PHOTO RALPH GATTI, ARCHIVES AFP

Monique Mercure en compagnie du réalisateur Jean Beaudin (à gauche) et de l’acteur Marcel Sabourin (à droite) au festival de Cannes, en 1977

Il est vrai que dans ses premiers films, notamment ceux réalisés par Claude Jutra, son côté « femme fatale » était surtout mis de l’avant. C’est aussi le cas de Deux femmes en or, la comédie à saveur érotique de Claude Fournier, qui a connu un succès fracassant au box-office québécois.

Bilingue, Monique Mercure a joué en anglais dans de nombreux films, dont le drame fantastique Naked Lunch, du Canadien David Cronenberg, pour lequel elle a remporté le prix Génie de la meilleure actrice de soutien en 1992. Même si elle a été dirigée par des réalisateurs de renom, Monique Mercure n’a jamais hésité à faire confiance à des cinéastes moins expérimentés, comme Robin Aubert (Saints-Martyrs-des-Damnés), Patrice Sauvé (Grande Ourse : La clé des possibles) ou Alexis Durand-Brault (C’est le cœur qui meurt en dernier).

Des rôles marquants au petit écran

Femme fatale, femme de caractère, épouse besogneuse ou redoutable femme d’affaires : Monique Mercure a tout joué.

Au petit écran, on se souviendra surtout d’elle pour ses rôles de femme solide comme le roc, comme l’était Édith Beauchamp. Monique Mercure a incarné de 2004 à 2011 cette matriarche qui dirigeait la fromagerie familiale dans le téléroman Providence, à Radio-Canada. Elle a remporté de nombreux prix Gémeaux et Artis pour ce rôle marquant.
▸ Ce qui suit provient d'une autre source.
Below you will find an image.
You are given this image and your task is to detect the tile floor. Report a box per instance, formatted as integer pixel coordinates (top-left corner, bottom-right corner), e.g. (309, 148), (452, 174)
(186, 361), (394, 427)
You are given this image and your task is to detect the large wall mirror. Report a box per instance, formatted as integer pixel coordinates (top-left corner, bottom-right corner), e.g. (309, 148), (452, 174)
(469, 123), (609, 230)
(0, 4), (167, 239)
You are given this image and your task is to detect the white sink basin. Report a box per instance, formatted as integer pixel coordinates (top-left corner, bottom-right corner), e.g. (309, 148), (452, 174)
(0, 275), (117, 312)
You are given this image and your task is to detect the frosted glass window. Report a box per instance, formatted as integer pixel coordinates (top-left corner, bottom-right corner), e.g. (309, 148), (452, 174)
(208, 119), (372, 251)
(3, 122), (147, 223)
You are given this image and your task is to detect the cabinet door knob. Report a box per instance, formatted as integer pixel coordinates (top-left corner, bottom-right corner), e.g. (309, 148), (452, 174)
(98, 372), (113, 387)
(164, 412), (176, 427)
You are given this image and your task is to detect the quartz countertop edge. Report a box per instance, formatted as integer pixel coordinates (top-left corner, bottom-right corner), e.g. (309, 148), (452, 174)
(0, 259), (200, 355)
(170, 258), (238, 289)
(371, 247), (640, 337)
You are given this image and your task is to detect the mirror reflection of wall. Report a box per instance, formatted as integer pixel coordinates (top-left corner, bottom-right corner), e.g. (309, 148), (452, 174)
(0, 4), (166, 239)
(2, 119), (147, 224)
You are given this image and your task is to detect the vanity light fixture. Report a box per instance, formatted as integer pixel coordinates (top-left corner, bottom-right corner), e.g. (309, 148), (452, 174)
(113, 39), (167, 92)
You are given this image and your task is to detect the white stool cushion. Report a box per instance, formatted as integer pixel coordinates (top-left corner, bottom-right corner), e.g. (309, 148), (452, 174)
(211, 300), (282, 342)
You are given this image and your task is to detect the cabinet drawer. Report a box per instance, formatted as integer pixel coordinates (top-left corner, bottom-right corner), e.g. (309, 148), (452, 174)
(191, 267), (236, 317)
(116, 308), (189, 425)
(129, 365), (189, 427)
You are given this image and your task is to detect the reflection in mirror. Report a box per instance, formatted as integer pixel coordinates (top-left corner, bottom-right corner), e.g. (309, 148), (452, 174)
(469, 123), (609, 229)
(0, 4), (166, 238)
PHOTO MARCO CAMPANOZZI, ARCHIVES LA PRESSE

Les acteurs Bernard Fortin, Monique Mercure et Hugo Dubé pendant le tournage du centième épisode de Providence, en 2008

On l’a aussi vue dans Mémoires vives, toujours à Radio-Canada, de 2012 à 2015, ainsi que dans Le retour, à TVA.

Bref, les rôles ont rarement manqué. En entrevue à La Presse en 1993, l’actrice déclarait d’ailleurs : « Si l’on passe trois ou six mois sans travailler dans mon métier, on pense immédiatement que l’on vient d’être mis au rancart. Je n’ai pas de souvenirs de moments difficiles, mais de beaucoup de choses heureuses. »

Outre sa carrière d’interprète, Monique Mercure a tenu les rênes de l’École nationale de théâtre du Canada, à titre de directrice générale ou de directrice artistique, entre 1991 et 2000. De ses élèves, elle disait, toujours en 1993 : « Bien que l’avenir ne semble pas très rose, il faut garder l’espoir. Tant qu’il y a des rêves et des passions, j’y vois des promesses. »

PHOTO JACQUES BOISSINOT, ARCHIVES LA PRESSE CANADIENNE

En 2010, le premier ministre Jean Charest nomme Monique Mercure Grand officier de l’Ordre national du Québec.

Ses rêves et ses passions, Monique Mercure les aura embrassés à leur pleine mesure, récoltant au passage les plus hautes distinctions. En 2010, le premier ministre Jean Charest la nomme Grand officier de l’Ordre national du Québec. Sur la scène fédérale, elle est faite Officier puis Compagnon de l’Ordre du Canada, en plus d’obtenir le prix du gouverneur général du Canada en 1993. La même année, elle reçoit le Prix Denise-Pelletier pour les arts de la scène.